Os cientistas acreditam que essas camadas são feitas de água (H2O), metano (CH4) e amônia (NH4) No entanto, as condições extremas deste ambiente provavelmente forçam estes compostos conhecidos a assumir formas exóticas e desconhecidas.

Simulação de condições planetárias extremas

A intensa pressão e temperatura dentro de um gigante gelado podem criar estados de matéria que não existem na Terra. Para explorar isso, Liu e Cohen usaram ferramentas de computação de alto desempenho e aprendizado de máquina para executar simulações quânticas detalhadas de hidreto de carbono (CH).

Eles modelaram temperaturas entre cerca de 5 milhões e cerca de 30 milhões de vezes a pressão atmosférica da Terra (500 a 3.000 gigapascais) e temperaturas entre 6.740 e 10.340 graus Fahrenheit (4.000 a 6.000 Kelvin).

Um estranho estado superiônico “espiral”

As simulações revelaram uma estrutura interessante. Os átomos de carbono formam uma estrutura hexagonal ordenada, enquanto os átomos de hidrogênio se movem através dela ao longo de caminhos semelhantes a espirais. Isso cria um estado superiônico quase unidimensional.

As substâncias superiônicas são incomuns porque se comportam parcialmente como sólidos e parcialmente como líquidos. Um tipo de átomo está preso dentro de uma estrutura cristalina, enquanto o outro tipo se move livremente através dela.

“Esta fase carbono-hidrogênio recentemente prevista é particularmente interessante porque o movimento atômico não é completamente tridimensional”, explicou Cohen. “Em vez disso, o hidrogénio move-se preferencialmente ao longo de caminhos helicoidais bem definidos, incorporados numa estrutura específica de carbono.”

Implicações para calor, eletricidade e campos magnéticos

O movimento direcional dos átomos de hidrogênio pode ter um grande efeito na forma como a energia flui dentro do planeta. Isto pode afectar a forma como o calor e a electricidade são conduzidos através destas camadas mais profundas.
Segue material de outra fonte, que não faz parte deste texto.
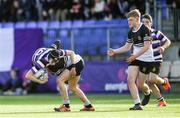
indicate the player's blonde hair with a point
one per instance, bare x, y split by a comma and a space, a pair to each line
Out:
134, 13
147, 16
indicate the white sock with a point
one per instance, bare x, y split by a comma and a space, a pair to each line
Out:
136, 101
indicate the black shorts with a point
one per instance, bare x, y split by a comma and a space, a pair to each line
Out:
155, 67
79, 67
144, 67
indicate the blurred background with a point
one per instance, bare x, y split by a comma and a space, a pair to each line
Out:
89, 27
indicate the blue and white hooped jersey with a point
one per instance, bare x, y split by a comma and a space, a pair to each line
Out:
40, 60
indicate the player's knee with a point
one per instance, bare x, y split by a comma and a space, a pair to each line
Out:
73, 89
151, 81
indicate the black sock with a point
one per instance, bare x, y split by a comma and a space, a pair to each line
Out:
160, 99
66, 105
88, 106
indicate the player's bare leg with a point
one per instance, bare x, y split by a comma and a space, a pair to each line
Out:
79, 93
144, 87
63, 91
132, 76
155, 79
156, 92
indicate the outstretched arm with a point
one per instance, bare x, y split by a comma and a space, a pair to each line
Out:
72, 55
122, 49
165, 46
146, 46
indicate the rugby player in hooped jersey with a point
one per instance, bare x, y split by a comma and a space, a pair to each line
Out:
67, 66
159, 43
140, 61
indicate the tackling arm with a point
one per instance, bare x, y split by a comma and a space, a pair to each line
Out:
29, 75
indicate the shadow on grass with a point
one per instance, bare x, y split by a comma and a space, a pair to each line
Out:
48, 112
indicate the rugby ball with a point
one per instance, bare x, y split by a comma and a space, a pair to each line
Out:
40, 74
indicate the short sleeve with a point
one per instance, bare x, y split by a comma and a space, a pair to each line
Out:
129, 40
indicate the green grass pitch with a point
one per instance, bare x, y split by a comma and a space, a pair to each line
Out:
107, 106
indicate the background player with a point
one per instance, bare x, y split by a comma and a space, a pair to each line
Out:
160, 43
139, 61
Estas características são particularmente importantes para compreender como Urano e Netuno geram os seus campos magnéticos, que diferem de outros planetas de maneiras incomuns.

Amplas implicações além da ciência planetária

As descobertas também destacam como materiais simples podem se comportar de maneiras surpreendentemente complexas sob condições extremas. Mesmo compostos básicos como carbono e hidrogênio podem formar estruturas altamente organizadas e imprevisíveis.

“O carbono e o hidrogénio são os elementos planetários mais abundantes, mas o seu comportamento combinado em condições de planetas gigantes está longe de ser totalmente compreendido”, concluiu Liu.

Além de ajudar os cientistas a compreender planetas distantes, esta pesquisa também poderá informar avanços na ciência e engenharia de materiais, revelando novos tipos de comportamento direcional na matéria.